Nell’accezione più utilmente pratica, invece, bisogna utilizzare il bis-pensiero per visualizzare una situazione (comprensiva di proiezioni e previsioni future) fatta di pro e contro. In una sorta di diagramma di flusso fornito di bivi decisionali sì/no (vd gallery). Insomma, preparare un grande Piano B, fatto di tanti piani B, in modo da non illuderci. Pare sia meglio affrontare un piccolo problema alla volta, visualizzandoci le alternative, che non alimentare un’unica enorme illusione.
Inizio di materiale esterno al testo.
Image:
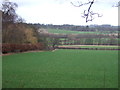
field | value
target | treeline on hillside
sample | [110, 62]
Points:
[16, 35]
[79, 28]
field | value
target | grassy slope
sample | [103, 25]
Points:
[68, 31]
[93, 46]
[74, 32]
[61, 69]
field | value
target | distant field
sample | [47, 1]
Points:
[61, 69]
[93, 46]
[74, 32]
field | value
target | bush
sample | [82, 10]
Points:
[7, 48]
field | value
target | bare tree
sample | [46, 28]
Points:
[87, 14]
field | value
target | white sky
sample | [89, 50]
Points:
[63, 12]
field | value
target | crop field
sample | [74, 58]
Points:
[92, 46]
[76, 32]
[61, 69]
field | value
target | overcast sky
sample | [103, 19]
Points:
[63, 12]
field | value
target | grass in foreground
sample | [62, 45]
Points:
[94, 46]
[61, 69]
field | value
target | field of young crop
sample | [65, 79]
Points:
[75, 32]
[61, 69]
[92, 46]
[68, 31]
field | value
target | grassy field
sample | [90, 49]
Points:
[93, 46]
[68, 31]
[75, 32]
[61, 69]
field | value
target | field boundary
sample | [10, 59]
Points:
[86, 48]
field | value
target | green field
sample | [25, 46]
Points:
[68, 31]
[76, 32]
[94, 46]
[61, 69]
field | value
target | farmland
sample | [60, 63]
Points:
[61, 69]
[78, 32]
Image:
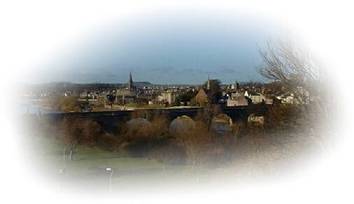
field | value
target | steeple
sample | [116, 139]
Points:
[208, 83]
[130, 82]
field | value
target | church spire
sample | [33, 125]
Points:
[208, 83]
[130, 82]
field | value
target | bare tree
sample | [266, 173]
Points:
[290, 66]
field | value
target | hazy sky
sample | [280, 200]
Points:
[177, 47]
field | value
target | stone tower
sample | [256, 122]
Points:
[130, 82]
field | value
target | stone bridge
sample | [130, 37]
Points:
[110, 120]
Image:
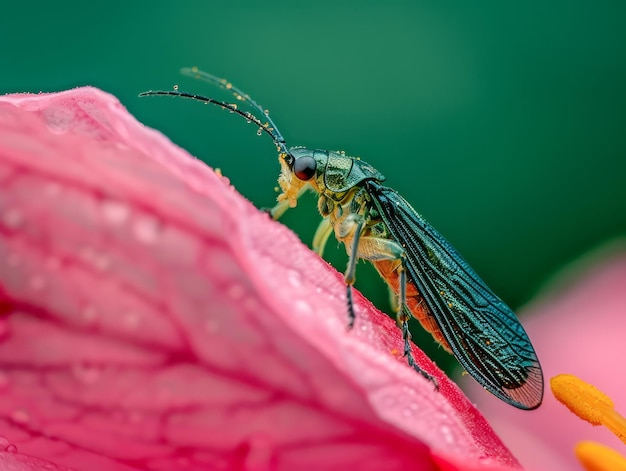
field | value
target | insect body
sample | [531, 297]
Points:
[428, 278]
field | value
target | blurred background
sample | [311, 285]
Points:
[503, 125]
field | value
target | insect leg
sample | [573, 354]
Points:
[403, 317]
[277, 211]
[350, 274]
[323, 232]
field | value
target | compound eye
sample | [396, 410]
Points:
[304, 168]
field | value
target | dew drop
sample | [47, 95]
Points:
[115, 212]
[13, 218]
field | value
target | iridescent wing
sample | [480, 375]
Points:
[483, 332]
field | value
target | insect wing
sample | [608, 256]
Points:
[484, 334]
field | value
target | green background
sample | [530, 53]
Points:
[503, 124]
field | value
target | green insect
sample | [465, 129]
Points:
[428, 278]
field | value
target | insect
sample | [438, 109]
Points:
[427, 277]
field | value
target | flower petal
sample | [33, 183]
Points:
[155, 319]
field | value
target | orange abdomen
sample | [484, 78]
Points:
[414, 301]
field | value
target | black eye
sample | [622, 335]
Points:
[304, 168]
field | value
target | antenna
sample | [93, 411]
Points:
[268, 127]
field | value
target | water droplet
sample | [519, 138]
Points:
[294, 278]
[115, 212]
[13, 218]
[20, 416]
[146, 229]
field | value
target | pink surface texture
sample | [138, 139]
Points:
[153, 319]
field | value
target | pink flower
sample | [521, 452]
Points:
[152, 318]
[577, 328]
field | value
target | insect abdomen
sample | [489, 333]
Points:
[414, 301]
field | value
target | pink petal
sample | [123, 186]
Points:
[577, 327]
[154, 319]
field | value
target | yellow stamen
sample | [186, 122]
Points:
[596, 457]
[588, 403]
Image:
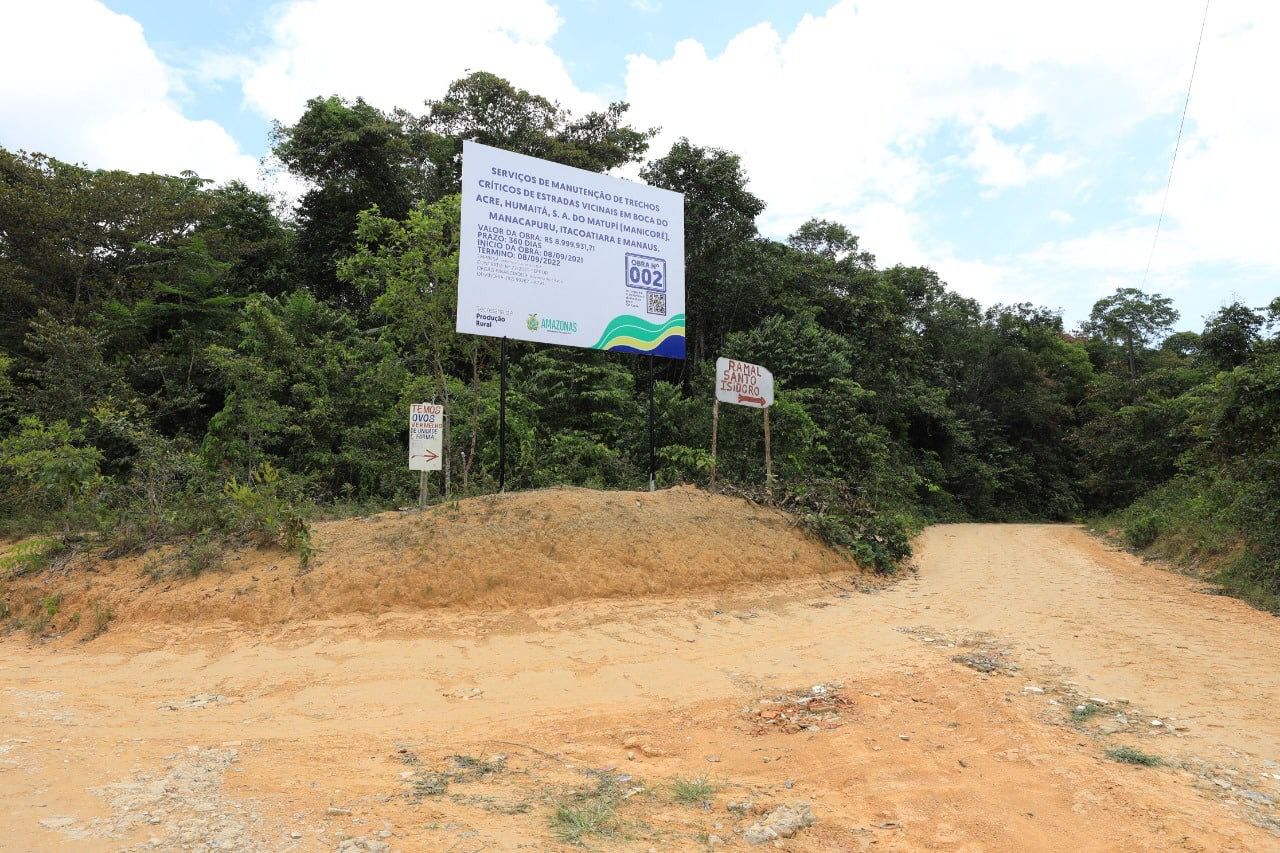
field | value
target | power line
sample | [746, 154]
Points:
[1176, 145]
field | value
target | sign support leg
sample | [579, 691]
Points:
[714, 429]
[502, 422]
[768, 459]
[653, 469]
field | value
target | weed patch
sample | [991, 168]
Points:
[574, 822]
[691, 792]
[1133, 756]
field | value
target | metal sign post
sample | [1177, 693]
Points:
[714, 429]
[425, 443]
[502, 422]
[653, 474]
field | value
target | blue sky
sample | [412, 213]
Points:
[1019, 149]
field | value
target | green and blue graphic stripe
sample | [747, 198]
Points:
[629, 333]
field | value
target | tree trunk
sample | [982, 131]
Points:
[1133, 366]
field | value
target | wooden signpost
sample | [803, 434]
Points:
[743, 384]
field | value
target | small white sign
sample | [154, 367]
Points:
[425, 437]
[743, 383]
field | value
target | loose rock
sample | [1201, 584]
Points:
[781, 822]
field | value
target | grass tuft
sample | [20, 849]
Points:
[1086, 711]
[691, 792]
[1133, 756]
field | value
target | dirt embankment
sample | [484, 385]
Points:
[986, 702]
[521, 550]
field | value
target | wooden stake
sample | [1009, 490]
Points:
[714, 429]
[768, 460]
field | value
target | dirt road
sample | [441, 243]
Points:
[967, 707]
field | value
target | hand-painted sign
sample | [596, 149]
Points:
[743, 383]
[561, 255]
[425, 437]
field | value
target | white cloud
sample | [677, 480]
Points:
[845, 118]
[80, 82]
[1001, 164]
[400, 53]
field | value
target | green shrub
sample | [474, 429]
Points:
[48, 474]
[31, 556]
[265, 511]
[1142, 530]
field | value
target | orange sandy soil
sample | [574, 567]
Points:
[333, 733]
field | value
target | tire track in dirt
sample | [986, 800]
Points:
[927, 753]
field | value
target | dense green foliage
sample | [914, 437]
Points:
[179, 363]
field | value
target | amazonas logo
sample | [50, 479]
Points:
[548, 324]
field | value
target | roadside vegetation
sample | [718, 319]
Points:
[182, 366]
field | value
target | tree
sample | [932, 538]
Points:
[1230, 334]
[353, 156]
[488, 109]
[1134, 318]
[830, 240]
[720, 219]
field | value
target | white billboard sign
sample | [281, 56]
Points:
[743, 383]
[425, 437]
[562, 255]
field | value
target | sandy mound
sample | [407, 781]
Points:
[520, 550]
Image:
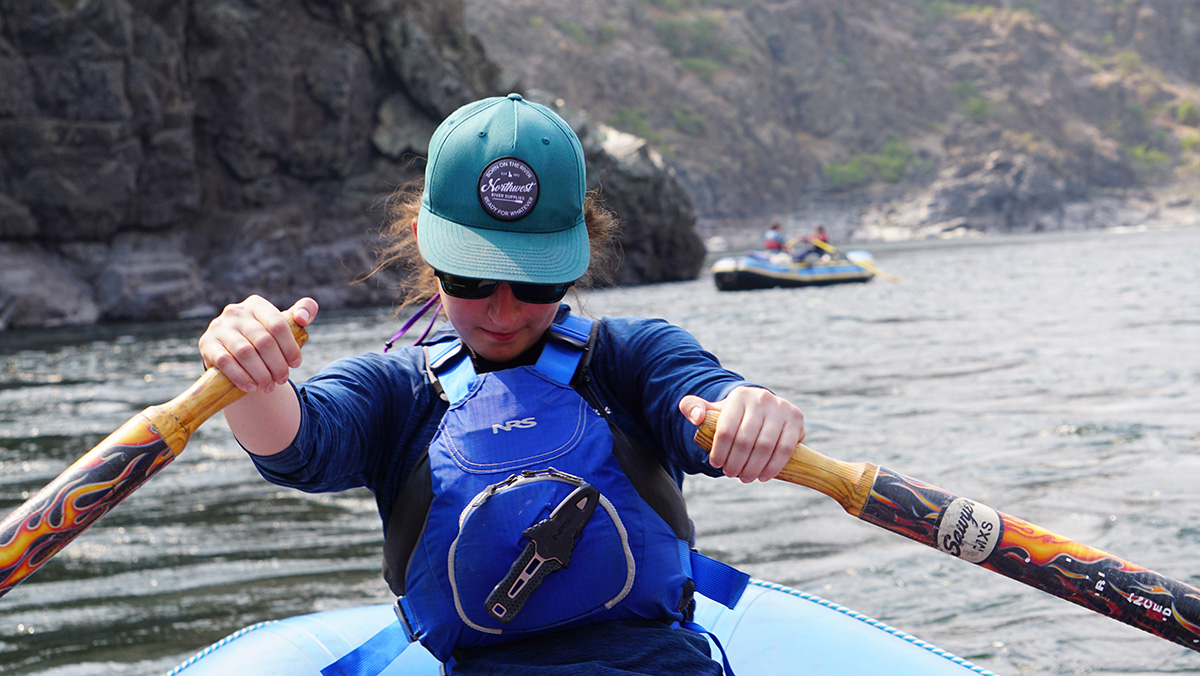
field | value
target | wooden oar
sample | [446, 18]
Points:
[108, 473]
[864, 264]
[1017, 549]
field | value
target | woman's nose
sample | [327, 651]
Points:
[503, 305]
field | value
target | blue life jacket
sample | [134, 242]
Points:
[533, 525]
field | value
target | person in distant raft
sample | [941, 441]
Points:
[773, 239]
[820, 234]
[526, 460]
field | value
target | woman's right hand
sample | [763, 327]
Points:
[252, 344]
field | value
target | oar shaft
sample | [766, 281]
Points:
[108, 473]
[1014, 548]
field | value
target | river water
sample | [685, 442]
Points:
[1054, 377]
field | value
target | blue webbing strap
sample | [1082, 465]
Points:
[714, 579]
[718, 581]
[559, 360]
[373, 656]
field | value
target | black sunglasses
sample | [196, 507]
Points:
[474, 289]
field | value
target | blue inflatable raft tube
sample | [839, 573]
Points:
[774, 629]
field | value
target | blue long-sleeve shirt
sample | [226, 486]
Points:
[365, 420]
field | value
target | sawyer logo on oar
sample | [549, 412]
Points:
[551, 543]
[1003, 544]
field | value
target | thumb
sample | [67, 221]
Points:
[694, 408]
[304, 311]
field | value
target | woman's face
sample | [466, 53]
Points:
[499, 327]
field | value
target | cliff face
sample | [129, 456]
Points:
[939, 117]
[160, 159]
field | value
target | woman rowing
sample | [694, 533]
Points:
[526, 460]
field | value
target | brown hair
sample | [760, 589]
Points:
[400, 255]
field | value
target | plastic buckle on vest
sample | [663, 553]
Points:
[573, 329]
[402, 616]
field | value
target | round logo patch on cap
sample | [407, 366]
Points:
[508, 189]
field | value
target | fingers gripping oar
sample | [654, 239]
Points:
[997, 542]
[108, 473]
[864, 264]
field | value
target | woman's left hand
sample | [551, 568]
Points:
[755, 434]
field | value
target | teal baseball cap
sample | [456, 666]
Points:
[503, 199]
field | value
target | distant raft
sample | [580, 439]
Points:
[774, 629]
[768, 270]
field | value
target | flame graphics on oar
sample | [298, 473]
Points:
[84, 492]
[977, 533]
[1030, 554]
[106, 474]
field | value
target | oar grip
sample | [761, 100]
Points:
[177, 419]
[849, 483]
[108, 473]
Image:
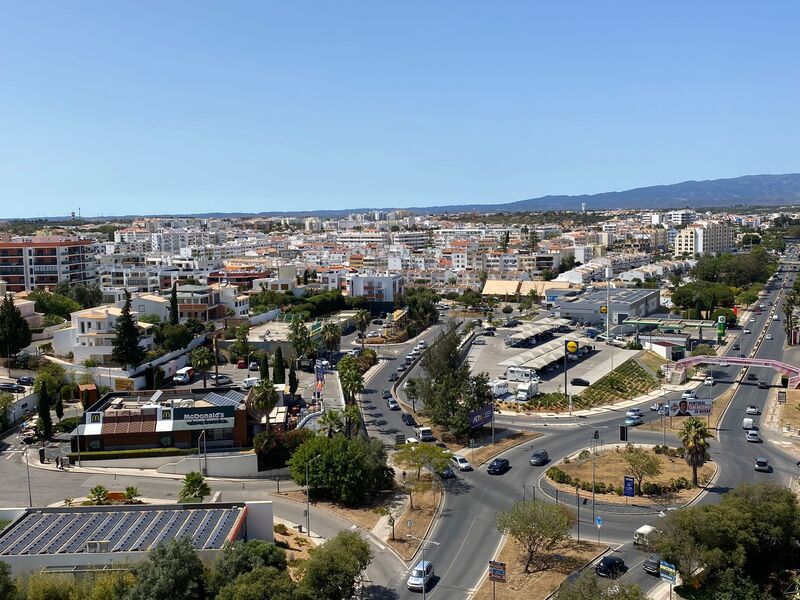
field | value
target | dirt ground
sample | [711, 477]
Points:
[485, 453]
[425, 506]
[536, 586]
[610, 467]
[364, 516]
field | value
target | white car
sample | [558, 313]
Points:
[460, 463]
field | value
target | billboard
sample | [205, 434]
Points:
[481, 416]
[690, 408]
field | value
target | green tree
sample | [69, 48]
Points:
[174, 313]
[202, 360]
[641, 464]
[172, 571]
[194, 486]
[694, 435]
[45, 421]
[539, 527]
[278, 368]
[334, 569]
[14, 331]
[126, 349]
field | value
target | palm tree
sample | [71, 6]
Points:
[362, 322]
[194, 486]
[202, 360]
[331, 420]
[264, 397]
[694, 436]
[331, 337]
[352, 419]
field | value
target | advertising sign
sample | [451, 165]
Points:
[667, 572]
[628, 488]
[690, 408]
[482, 416]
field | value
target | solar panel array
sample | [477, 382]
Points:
[125, 530]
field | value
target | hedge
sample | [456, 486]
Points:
[138, 453]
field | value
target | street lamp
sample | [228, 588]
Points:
[308, 502]
[423, 541]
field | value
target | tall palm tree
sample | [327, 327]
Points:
[331, 338]
[362, 322]
[694, 434]
[264, 397]
[352, 419]
[202, 360]
[331, 420]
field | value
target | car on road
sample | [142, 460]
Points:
[420, 576]
[498, 466]
[539, 458]
[611, 567]
[220, 379]
[762, 464]
[652, 564]
[460, 463]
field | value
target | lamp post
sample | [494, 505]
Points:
[308, 501]
[422, 542]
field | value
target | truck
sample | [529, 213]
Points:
[499, 387]
[526, 391]
[424, 434]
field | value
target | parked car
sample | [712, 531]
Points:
[420, 576]
[652, 564]
[611, 567]
[220, 379]
[539, 458]
[762, 464]
[460, 463]
[498, 466]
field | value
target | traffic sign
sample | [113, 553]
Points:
[667, 572]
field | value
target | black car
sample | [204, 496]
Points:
[498, 466]
[652, 564]
[14, 388]
[611, 566]
[539, 458]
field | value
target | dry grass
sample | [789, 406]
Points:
[485, 453]
[611, 468]
[536, 586]
[426, 502]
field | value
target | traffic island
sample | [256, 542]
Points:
[671, 487]
[538, 585]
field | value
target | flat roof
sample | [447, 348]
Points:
[134, 528]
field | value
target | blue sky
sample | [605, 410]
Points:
[192, 106]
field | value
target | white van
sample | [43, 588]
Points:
[521, 374]
[184, 375]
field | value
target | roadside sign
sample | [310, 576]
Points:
[667, 572]
[629, 488]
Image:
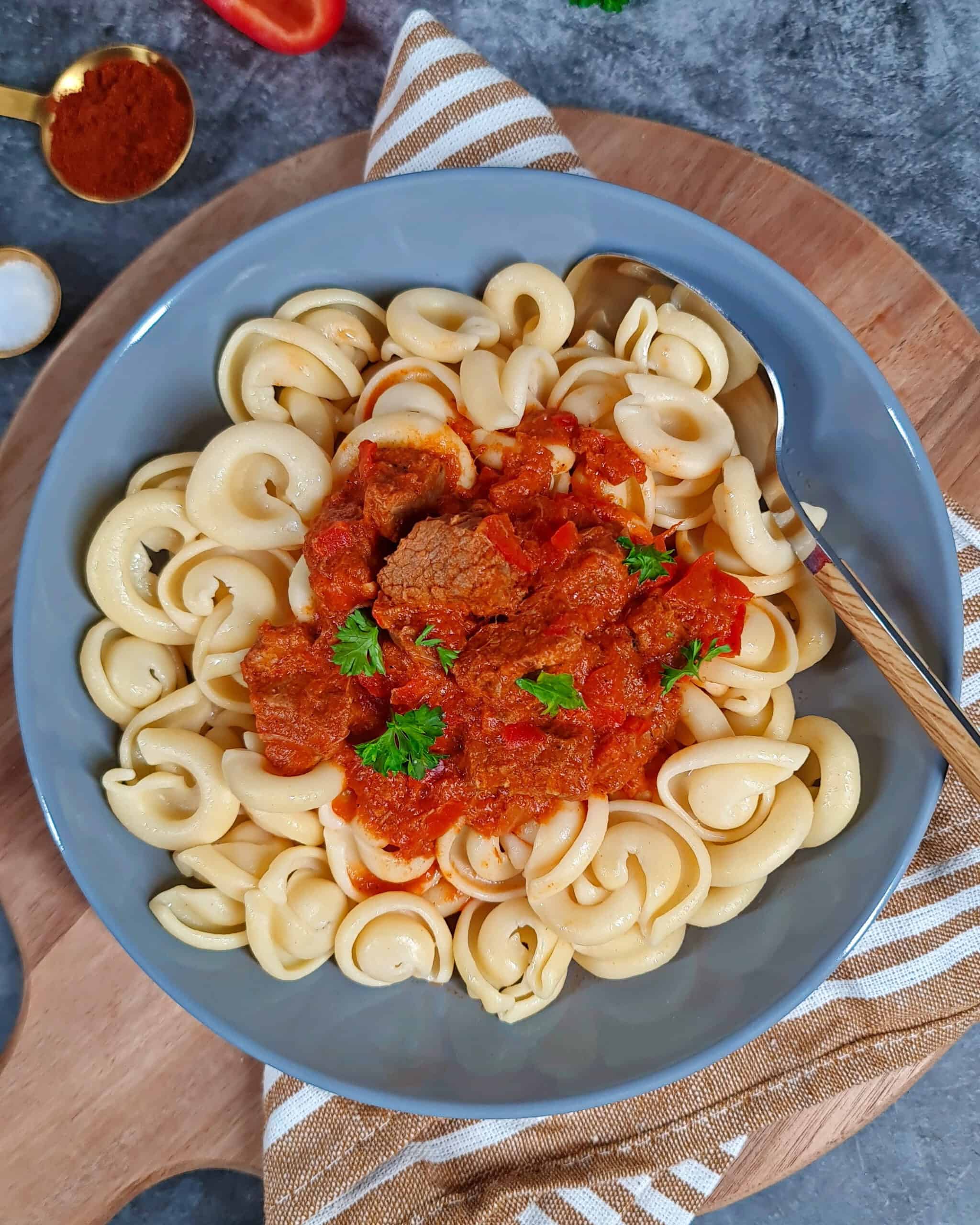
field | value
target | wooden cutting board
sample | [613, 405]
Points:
[107, 1086]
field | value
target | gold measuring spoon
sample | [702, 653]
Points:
[37, 108]
[603, 288]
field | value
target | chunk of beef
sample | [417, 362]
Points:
[499, 655]
[622, 683]
[550, 765]
[658, 626]
[590, 589]
[401, 486]
[302, 702]
[447, 563]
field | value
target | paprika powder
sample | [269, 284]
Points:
[119, 134]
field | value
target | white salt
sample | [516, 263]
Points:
[27, 301]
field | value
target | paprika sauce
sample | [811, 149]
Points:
[511, 581]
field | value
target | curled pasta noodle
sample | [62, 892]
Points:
[301, 592]
[248, 775]
[689, 349]
[235, 863]
[190, 580]
[587, 346]
[392, 937]
[742, 357]
[591, 389]
[832, 772]
[720, 787]
[185, 708]
[440, 324]
[299, 827]
[629, 955]
[118, 567]
[674, 344]
[700, 718]
[547, 323]
[753, 413]
[767, 657]
[228, 499]
[478, 865]
[293, 917]
[411, 385]
[813, 618]
[724, 903]
[231, 628]
[349, 320]
[497, 392]
[756, 541]
[509, 958]
[773, 720]
[445, 897]
[204, 919]
[684, 505]
[124, 674]
[777, 837]
[165, 472]
[265, 356]
[636, 333]
[228, 728]
[565, 846]
[650, 871]
[673, 428]
[711, 537]
[163, 809]
[408, 429]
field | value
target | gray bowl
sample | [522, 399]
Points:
[435, 1051]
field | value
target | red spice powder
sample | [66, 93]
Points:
[122, 132]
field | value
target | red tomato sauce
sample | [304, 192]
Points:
[512, 581]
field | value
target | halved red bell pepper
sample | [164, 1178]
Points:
[291, 27]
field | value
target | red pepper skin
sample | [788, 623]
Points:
[291, 27]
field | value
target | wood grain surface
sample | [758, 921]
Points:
[946, 725]
[107, 1086]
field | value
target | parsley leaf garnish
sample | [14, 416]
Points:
[669, 677]
[646, 560]
[605, 5]
[406, 745]
[555, 690]
[358, 652]
[446, 655]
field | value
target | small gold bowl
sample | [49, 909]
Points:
[18, 254]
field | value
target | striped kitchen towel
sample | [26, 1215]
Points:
[911, 987]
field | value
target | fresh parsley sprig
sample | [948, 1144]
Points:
[555, 690]
[694, 659]
[646, 560]
[446, 655]
[357, 651]
[605, 5]
[406, 745]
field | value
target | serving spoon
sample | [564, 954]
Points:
[604, 287]
[40, 108]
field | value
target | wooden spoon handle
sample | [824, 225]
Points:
[911, 677]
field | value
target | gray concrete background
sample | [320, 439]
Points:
[874, 100]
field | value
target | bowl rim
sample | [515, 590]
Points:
[439, 1106]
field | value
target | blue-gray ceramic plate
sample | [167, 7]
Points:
[413, 1047]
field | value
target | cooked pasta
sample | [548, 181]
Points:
[468, 645]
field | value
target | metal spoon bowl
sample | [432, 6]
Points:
[604, 287]
[37, 108]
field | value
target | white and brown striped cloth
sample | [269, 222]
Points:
[909, 989]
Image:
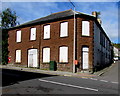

Altro sistema, per colloquiare proficuamente con noi stessi, è la verbalizzazione scritta (non più mentale) dei nostri pensieri/desideri/cose-da-fare. Pare sia meglio della meditazione. Cacciare dalla nostra mente, attraverso la penna o una tastiera, gli eventi e le preoccupazioni, aiuta più che ore a cercare di non pensare all’orso bianco (concetto freudiano). Anche perché la scrittura è un sistema organizzato per correlazioni o per tempificazioni conseguenti o consequenziali.

Chi parla con se stesso, ha comunque la mente affollata di voci a caso. Mentre si lavora, emergono dubbi e imperativi rispetto ai panni stesi che si stanno bagnando, ovvero alla preoccupazione di uscire troppo tardi per fare rifornimento all’automobile, e altre cose varie, gravi o meno gravi.

Scrivere a fine giornata aiuta il sonno perché depositiamo altrove i nostri patemi. Come pure, listare le cose da fare aiuta la loro realizzazione, perché non siamo costretti a tenere in tensione la memoria per ricordare di ricordarci delle cose da fare. Ecco, una lista è importante, che sia sul post-it o su di un’app non importa. Basta solo tirarla fuori ogni tanto e fare ciò che c’è scritto.

Nella vostra lista, per favore, scrivete che il mercoledì c’è da leggere in «Orticaland» questa rubrica.

Alla prossima.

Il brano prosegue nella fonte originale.